The Mad and Cracked art of John Severin

I’m sure I speak for many when I say that at a young age, Mad Magazine was pretty much my world.



I loved the comic art of Mad, the work of Mort Drucker, Don Martin, Al Jaffee, Norman Mingo (who was practically the magazine’s Norman Rockwell), and many more. 

Although I always thought it was a somewhat inferior distant cousin, I would also read Cracked magazine, and learned to enjoy it as well.

You may also remember the art of John Severin, who worked for both Mad and Cracked. Unfortunately, Severin just passed away at the age of 90.

According to Comics Alliance, Severin went to school with Harvey Kurtzman and Bill Elder, who all started out working for EC. Severin was at Mad magazine from ground zero, and worked for them regularly from 1952 to 1954.

 

Then after leaving EC, Severin went to Cracked, where he worked for some 45 years. As The Onion recalls, Severin worked on Sgt. Fury, The Hulk, Sub-Mariner, and Conan, among others.

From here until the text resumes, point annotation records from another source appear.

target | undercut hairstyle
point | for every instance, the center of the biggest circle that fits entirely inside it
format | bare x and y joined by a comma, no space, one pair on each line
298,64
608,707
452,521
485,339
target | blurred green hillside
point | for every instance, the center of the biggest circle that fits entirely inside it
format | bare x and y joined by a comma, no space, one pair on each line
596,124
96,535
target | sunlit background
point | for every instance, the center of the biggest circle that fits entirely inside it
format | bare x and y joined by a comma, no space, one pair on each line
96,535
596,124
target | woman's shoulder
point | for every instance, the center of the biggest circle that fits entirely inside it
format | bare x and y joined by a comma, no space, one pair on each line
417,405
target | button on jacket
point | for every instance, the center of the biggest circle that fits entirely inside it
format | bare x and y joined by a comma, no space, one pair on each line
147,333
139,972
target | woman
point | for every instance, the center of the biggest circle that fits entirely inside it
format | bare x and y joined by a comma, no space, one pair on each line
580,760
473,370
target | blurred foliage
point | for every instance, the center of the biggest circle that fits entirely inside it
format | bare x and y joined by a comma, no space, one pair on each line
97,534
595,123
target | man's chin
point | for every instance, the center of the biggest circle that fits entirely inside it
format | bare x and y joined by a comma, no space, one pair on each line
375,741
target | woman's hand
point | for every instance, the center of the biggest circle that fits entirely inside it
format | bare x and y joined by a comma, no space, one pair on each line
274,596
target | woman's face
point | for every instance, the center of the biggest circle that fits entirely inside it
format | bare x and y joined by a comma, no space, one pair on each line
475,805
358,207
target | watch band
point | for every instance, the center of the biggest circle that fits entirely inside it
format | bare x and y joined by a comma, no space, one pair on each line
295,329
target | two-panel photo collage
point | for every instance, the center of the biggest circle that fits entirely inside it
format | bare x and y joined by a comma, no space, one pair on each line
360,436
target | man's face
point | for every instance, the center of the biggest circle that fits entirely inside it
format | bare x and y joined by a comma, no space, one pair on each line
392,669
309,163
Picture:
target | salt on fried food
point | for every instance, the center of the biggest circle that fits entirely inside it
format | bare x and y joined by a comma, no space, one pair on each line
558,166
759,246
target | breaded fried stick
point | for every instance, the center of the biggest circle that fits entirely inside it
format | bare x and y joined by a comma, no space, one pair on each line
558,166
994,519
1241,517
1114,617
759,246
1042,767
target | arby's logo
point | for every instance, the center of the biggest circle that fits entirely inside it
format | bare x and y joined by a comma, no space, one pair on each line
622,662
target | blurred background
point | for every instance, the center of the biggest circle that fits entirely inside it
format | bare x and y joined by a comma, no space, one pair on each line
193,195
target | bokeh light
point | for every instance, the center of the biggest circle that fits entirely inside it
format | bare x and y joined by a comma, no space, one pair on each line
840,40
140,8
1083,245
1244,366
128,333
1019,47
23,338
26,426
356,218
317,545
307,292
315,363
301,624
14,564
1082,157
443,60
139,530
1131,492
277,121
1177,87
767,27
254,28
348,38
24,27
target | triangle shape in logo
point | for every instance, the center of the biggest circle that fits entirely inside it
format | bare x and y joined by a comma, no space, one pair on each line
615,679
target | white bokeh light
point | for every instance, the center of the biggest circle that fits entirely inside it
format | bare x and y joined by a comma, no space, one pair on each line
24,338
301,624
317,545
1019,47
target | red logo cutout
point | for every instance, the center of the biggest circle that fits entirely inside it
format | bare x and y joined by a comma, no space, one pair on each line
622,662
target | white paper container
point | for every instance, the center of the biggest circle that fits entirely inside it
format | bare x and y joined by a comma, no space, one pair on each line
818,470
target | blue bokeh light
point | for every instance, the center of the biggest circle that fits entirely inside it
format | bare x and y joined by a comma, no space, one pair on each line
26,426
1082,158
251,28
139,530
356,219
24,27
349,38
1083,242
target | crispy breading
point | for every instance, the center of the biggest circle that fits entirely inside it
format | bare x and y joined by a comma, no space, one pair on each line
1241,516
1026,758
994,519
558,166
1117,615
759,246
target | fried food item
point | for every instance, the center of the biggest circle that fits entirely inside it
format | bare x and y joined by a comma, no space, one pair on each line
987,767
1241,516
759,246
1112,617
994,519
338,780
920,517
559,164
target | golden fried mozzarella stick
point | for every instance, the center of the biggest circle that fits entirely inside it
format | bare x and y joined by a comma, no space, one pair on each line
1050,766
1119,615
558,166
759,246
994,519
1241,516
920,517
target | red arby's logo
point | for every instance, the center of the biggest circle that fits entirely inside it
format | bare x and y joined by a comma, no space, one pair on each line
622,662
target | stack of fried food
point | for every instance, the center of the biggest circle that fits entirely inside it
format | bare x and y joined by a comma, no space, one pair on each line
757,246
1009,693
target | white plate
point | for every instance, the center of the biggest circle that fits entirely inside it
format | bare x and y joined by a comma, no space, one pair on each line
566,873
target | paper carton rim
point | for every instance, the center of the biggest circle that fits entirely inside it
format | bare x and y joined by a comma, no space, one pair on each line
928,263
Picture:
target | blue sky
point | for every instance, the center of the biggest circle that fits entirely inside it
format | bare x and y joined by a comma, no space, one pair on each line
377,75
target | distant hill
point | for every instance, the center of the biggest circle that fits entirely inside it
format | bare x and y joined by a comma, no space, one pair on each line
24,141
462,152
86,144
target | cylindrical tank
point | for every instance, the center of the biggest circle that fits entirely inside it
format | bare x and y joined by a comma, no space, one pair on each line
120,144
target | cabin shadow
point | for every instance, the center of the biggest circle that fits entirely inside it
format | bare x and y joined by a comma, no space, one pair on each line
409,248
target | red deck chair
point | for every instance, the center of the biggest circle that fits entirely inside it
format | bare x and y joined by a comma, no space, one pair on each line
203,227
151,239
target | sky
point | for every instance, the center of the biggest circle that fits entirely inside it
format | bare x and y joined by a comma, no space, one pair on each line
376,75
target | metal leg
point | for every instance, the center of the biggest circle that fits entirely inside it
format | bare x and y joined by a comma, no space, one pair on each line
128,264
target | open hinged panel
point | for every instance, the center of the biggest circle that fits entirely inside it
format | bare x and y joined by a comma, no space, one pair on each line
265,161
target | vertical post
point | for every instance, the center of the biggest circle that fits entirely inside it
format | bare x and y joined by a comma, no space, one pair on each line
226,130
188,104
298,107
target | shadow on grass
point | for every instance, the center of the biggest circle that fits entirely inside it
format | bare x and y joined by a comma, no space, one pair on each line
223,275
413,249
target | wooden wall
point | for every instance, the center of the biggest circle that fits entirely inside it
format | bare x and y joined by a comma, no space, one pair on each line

Severin kept working late into his life, bringing back the Marvel character The Rawhide Kid, and he also worked on The Punisher, the Dark Horse version of Conan, and Witchfinder.

 

As The Onion notes, “John Severin was one of the last living, working links to the golden age of pre-Code comic books…Early in his career, Severin became renowned for his careful attention detail, his style was less broadly cartoonish and more naturalistic than the other major contributors to Mad, but in his work there as well, he adapted the skillful draftsmanship and talent for creating sharply defined characters to [Mad’s] humorous scripts.”

 

In a statement, Stan Lee also wrote, “The minute you looked at his artwork you knew you were looking at a John Severin illustration; it could be no one else…One of my greatest regrets, as an editor, was the fact that John was so busy doing other things that I couldn’t give him as many assignments as I would have wished.”